Notice of Pre-AIA or AIA Status
The present application, filed on or after March 16, 2013, is being examined under the first inventor to file provisions of the AIA .
Claim Rejections - 35 USC § 103
In the event the determination of the status of the application as subject to AIA 35 U.S.C. 102 and 103 (or as subject to pre-AIA 35 U.S.C. 102 and 103) is incorrect, any correction of the statutory basis (i.e., changing from AIA to pre-AIA ) for the rejection will not be considered a new ground of rejection if the prior art relied upon, and the rationale supporting the rejection, would be the same under either status.
The following is a quotation of 35 U.S.C. 103 which forms the basis for all obviousness rejections set forth in this Office action:
A patent for a claimed invention may not be obtained, notwithstanding that the claimed invention is not identically disclosed as set forth in section 102, if the differences between the claimed invention and the prior art are such that the claimed invention as a whole would have been obvious before the effective filing date of the claimed invention to a person having ordinary skill in the art to which the claimed invention pertains. Patentability shall not be negated by the manner in which the invention was made.
The factual inquiries for establishing a background for determining obviousness under 35 U.S.C. 103 are summarized as follows:
1. Determining the scope and contents of the prior art.

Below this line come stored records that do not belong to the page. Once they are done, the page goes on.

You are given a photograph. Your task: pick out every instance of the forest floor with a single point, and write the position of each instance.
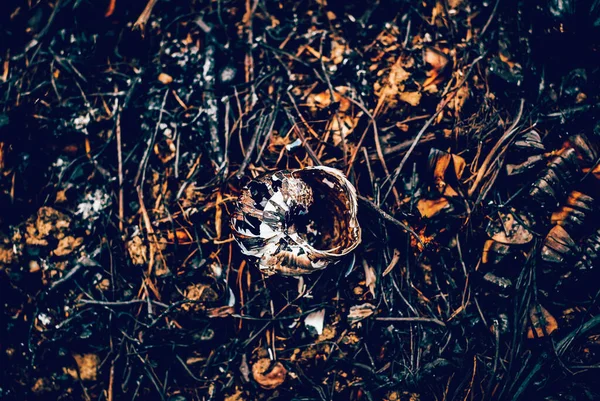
(129, 128)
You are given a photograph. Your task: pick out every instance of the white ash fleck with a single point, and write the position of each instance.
(92, 205)
(44, 319)
(316, 320)
(80, 123)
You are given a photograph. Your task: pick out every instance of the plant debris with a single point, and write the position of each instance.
(433, 165)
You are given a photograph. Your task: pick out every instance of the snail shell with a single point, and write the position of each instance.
(297, 221)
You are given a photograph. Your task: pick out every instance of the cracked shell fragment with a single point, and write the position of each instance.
(296, 222)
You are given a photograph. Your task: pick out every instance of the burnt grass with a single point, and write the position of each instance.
(128, 129)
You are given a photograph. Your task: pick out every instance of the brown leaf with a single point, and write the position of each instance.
(541, 321)
(67, 245)
(360, 312)
(412, 98)
(268, 374)
(510, 229)
(432, 207)
(165, 78)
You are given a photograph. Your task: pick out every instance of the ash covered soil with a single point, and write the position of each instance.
(469, 128)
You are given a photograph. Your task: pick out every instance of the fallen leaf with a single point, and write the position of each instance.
(412, 98)
(268, 374)
(541, 321)
(429, 208)
(360, 312)
(165, 78)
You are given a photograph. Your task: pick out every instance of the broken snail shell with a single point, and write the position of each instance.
(297, 221)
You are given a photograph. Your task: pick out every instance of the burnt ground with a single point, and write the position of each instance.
(128, 128)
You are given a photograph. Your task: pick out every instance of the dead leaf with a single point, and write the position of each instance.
(360, 312)
(268, 374)
(510, 228)
(138, 251)
(412, 98)
(429, 208)
(87, 367)
(165, 78)
(67, 245)
(541, 321)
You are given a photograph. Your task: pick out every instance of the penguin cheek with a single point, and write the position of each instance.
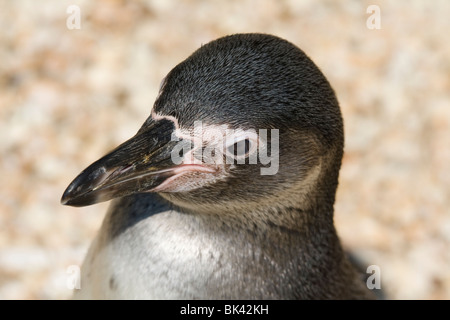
(186, 181)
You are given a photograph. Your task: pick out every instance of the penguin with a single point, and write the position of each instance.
(227, 190)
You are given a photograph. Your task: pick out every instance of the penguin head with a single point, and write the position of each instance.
(247, 120)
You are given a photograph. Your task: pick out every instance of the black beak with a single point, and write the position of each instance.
(138, 165)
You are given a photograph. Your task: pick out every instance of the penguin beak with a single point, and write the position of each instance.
(140, 164)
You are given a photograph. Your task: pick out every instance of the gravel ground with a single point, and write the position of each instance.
(70, 95)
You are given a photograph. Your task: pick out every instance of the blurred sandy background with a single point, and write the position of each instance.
(69, 96)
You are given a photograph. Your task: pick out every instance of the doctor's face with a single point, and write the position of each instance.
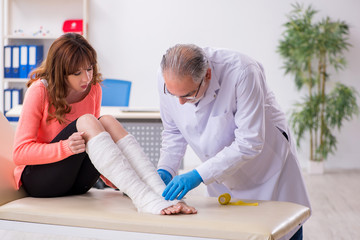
(184, 88)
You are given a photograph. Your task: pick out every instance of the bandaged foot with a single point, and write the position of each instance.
(110, 162)
(141, 163)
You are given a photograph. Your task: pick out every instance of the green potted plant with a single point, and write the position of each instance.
(310, 52)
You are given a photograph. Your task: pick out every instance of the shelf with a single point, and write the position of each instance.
(30, 37)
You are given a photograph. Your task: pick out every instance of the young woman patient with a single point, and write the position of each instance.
(62, 145)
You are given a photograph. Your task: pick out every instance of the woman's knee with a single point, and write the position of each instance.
(90, 125)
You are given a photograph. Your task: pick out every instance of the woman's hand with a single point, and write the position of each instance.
(76, 142)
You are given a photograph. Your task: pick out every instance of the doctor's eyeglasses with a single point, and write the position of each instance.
(187, 96)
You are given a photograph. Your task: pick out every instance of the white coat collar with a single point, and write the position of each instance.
(211, 92)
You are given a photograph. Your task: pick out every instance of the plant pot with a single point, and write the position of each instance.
(316, 167)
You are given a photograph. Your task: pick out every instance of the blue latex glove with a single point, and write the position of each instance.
(181, 185)
(165, 176)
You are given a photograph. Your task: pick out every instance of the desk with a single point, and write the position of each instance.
(144, 124)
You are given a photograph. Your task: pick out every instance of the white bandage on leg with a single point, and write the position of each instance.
(110, 162)
(141, 163)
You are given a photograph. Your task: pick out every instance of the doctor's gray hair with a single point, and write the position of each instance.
(185, 60)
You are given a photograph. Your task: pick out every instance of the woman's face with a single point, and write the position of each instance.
(80, 80)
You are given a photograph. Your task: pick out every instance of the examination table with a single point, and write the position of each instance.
(111, 210)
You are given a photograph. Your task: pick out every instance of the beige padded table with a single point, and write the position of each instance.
(111, 210)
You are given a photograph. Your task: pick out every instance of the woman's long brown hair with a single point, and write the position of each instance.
(66, 55)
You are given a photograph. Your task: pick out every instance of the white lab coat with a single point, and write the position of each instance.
(234, 130)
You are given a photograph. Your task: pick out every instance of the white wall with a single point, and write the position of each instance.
(131, 36)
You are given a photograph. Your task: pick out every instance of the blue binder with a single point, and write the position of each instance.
(7, 61)
(36, 53)
(24, 59)
(15, 61)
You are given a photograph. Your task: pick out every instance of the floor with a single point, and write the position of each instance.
(335, 199)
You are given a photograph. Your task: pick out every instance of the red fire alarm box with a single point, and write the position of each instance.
(73, 25)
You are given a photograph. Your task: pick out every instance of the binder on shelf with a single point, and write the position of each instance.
(7, 100)
(7, 61)
(15, 61)
(35, 56)
(12, 98)
(24, 59)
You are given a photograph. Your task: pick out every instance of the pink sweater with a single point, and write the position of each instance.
(33, 133)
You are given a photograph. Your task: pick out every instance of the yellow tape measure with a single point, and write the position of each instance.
(224, 199)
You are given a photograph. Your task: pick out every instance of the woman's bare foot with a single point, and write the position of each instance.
(180, 207)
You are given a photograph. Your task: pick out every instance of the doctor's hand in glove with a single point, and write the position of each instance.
(181, 185)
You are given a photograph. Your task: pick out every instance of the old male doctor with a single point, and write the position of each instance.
(218, 102)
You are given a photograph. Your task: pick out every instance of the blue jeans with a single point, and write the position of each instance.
(297, 235)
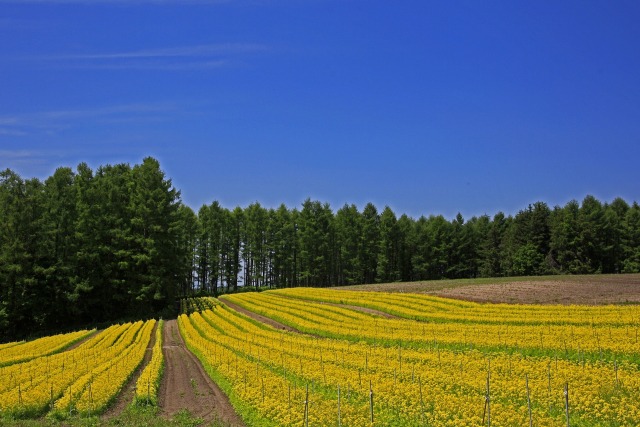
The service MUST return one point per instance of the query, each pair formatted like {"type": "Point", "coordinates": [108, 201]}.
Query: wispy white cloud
{"type": "Point", "coordinates": [54, 121]}
{"type": "Point", "coordinates": [206, 50]}
{"type": "Point", "coordinates": [197, 57]}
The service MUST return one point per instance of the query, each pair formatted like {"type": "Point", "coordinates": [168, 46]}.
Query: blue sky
{"type": "Point", "coordinates": [428, 107]}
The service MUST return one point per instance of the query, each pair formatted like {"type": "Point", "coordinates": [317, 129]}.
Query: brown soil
{"type": "Point", "coordinates": [362, 310]}
{"type": "Point", "coordinates": [550, 292]}
{"type": "Point", "coordinates": [129, 390]}
{"type": "Point", "coordinates": [259, 317]}
{"type": "Point", "coordinates": [185, 384]}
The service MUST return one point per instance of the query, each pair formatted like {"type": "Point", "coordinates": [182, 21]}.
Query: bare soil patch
{"type": "Point", "coordinates": [128, 392]}
{"type": "Point", "coordinates": [565, 290]}
{"type": "Point", "coordinates": [260, 318]}
{"type": "Point", "coordinates": [550, 292]}
{"type": "Point", "coordinates": [362, 309]}
{"type": "Point", "coordinates": [186, 386]}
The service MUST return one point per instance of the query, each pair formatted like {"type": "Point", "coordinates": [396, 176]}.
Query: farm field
{"type": "Point", "coordinates": [324, 357]}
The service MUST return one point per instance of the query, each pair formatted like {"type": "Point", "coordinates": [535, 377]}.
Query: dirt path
{"type": "Point", "coordinates": [129, 390]}
{"type": "Point", "coordinates": [185, 384]}
{"type": "Point", "coordinates": [259, 317]}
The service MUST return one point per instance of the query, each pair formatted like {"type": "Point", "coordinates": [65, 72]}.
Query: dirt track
{"type": "Point", "coordinates": [186, 385]}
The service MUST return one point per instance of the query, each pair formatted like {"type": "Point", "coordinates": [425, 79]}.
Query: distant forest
{"type": "Point", "coordinates": [89, 246]}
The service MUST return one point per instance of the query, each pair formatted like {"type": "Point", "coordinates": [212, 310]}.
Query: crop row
{"type": "Point", "coordinates": [593, 342]}
{"type": "Point", "coordinates": [16, 352]}
{"type": "Point", "coordinates": [84, 379]}
{"type": "Point", "coordinates": [395, 383]}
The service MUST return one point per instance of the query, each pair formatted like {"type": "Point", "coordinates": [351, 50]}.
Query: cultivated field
{"type": "Point", "coordinates": [328, 357]}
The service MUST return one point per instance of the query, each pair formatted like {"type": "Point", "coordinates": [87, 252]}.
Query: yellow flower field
{"type": "Point", "coordinates": [432, 371]}
{"type": "Point", "coordinates": [84, 379]}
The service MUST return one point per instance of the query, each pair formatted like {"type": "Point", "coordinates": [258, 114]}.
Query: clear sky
{"type": "Point", "coordinates": [430, 107]}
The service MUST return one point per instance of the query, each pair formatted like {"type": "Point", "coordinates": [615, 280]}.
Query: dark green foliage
{"type": "Point", "coordinates": [90, 247]}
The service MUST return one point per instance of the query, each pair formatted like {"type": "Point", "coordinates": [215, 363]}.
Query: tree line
{"type": "Point", "coordinates": [92, 246]}
{"type": "Point", "coordinates": [315, 246]}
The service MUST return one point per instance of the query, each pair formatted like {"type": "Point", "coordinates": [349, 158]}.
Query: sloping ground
{"type": "Point", "coordinates": [579, 289]}
{"type": "Point", "coordinates": [185, 384]}
{"type": "Point", "coordinates": [129, 390]}
{"type": "Point", "coordinates": [260, 318]}
{"type": "Point", "coordinates": [550, 292]}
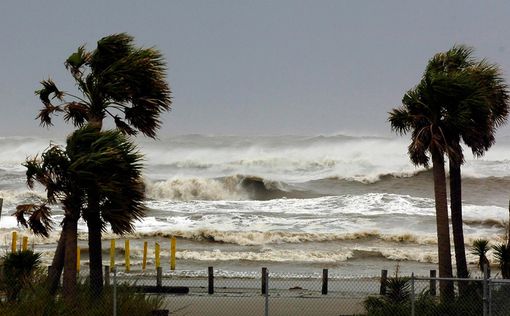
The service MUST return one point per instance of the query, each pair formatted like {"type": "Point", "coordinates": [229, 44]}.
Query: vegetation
{"type": "Point", "coordinates": [502, 255]}
{"type": "Point", "coordinates": [18, 271]}
{"type": "Point", "coordinates": [480, 248]}
{"type": "Point", "coordinates": [117, 80]}
{"type": "Point", "coordinates": [104, 161]}
{"type": "Point", "coordinates": [36, 301]}
{"type": "Point", "coordinates": [475, 111]}
{"type": "Point", "coordinates": [458, 98]}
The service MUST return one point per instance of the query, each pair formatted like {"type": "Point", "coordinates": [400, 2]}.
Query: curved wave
{"type": "Point", "coordinates": [253, 238]}
{"type": "Point", "coordinates": [237, 187]}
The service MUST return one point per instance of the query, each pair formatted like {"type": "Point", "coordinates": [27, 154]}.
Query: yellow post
{"type": "Point", "coordinates": [172, 254]}
{"type": "Point", "coordinates": [144, 261]}
{"type": "Point", "coordinates": [14, 241]}
{"type": "Point", "coordinates": [126, 254]}
{"type": "Point", "coordinates": [157, 255]}
{"type": "Point", "coordinates": [112, 254]}
{"type": "Point", "coordinates": [25, 243]}
{"type": "Point", "coordinates": [78, 253]}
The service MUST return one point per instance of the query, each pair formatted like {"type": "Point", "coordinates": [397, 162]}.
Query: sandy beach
{"type": "Point", "coordinates": [248, 306]}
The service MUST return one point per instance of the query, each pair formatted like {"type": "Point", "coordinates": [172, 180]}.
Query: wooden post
{"type": "Point", "coordinates": [210, 272]}
{"type": "Point", "coordinates": [159, 276]}
{"type": "Point", "coordinates": [264, 280]}
{"type": "Point", "coordinates": [324, 281]}
{"type": "Point", "coordinates": [384, 280]}
{"type": "Point", "coordinates": [14, 241]}
{"type": "Point", "coordinates": [78, 254]}
{"type": "Point", "coordinates": [432, 283]}
{"type": "Point", "coordinates": [126, 255]}
{"type": "Point", "coordinates": [157, 255]}
{"type": "Point", "coordinates": [25, 243]}
{"type": "Point", "coordinates": [106, 275]}
{"type": "Point", "coordinates": [172, 254]}
{"type": "Point", "coordinates": [144, 260]}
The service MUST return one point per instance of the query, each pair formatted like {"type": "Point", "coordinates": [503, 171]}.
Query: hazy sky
{"type": "Point", "coordinates": [252, 67]}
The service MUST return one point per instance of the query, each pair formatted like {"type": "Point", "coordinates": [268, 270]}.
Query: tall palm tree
{"type": "Point", "coordinates": [116, 80]}
{"type": "Point", "coordinates": [424, 113]}
{"type": "Point", "coordinates": [480, 248]}
{"type": "Point", "coordinates": [106, 161]}
{"type": "Point", "coordinates": [476, 125]}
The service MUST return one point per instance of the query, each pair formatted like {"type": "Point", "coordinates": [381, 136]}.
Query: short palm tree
{"type": "Point", "coordinates": [106, 161]}
{"type": "Point", "coordinates": [476, 122]}
{"type": "Point", "coordinates": [116, 80]}
{"type": "Point", "coordinates": [502, 255]}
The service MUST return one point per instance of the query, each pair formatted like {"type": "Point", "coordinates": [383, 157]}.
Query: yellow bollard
{"type": "Point", "coordinates": [14, 241]}
{"type": "Point", "coordinates": [78, 253]}
{"type": "Point", "coordinates": [126, 255]}
{"type": "Point", "coordinates": [25, 243]}
{"type": "Point", "coordinates": [112, 254]}
{"type": "Point", "coordinates": [144, 260]}
{"type": "Point", "coordinates": [157, 255]}
{"type": "Point", "coordinates": [172, 254]}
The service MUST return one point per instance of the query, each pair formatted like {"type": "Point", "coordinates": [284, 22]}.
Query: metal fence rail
{"type": "Point", "coordinates": [264, 293]}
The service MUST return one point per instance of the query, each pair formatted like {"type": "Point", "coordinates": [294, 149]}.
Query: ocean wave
{"type": "Point", "coordinates": [264, 238]}
{"type": "Point", "coordinates": [236, 187]}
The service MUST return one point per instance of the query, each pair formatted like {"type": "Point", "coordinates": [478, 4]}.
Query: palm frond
{"type": "Point", "coordinates": [49, 88]}
{"type": "Point", "coordinates": [76, 112]}
{"type": "Point", "coordinates": [76, 61]}
{"type": "Point", "coordinates": [39, 220]}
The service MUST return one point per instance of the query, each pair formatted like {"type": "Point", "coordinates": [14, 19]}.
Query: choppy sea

2. Ascertaining the differences between the prior art and the claims at issue.
3. Resolving the level of ordinary skill in the pertinent art.
4. Considering objective evidence present in the application indicating obviousness or nonobviousness.
This application currently names joint inventors. In considering patentability of the claims the examiner presumes that the subject matter of the various claims was commonly owned as of the effective filing date of the claimed invention(s) absent any evidence to the contrary. Applicant is advised of the obligation under 37 CFR 1.56 to point out the inventor and effective filing dates of each claim that was not commonly owned as of the effective filing date of the later invention in order for the examiner to consider the applicability of 35 U.S.C. 102(b)(2)(C) for any potential 35 U.S.C. 102(a)(2) prior art against the later invention.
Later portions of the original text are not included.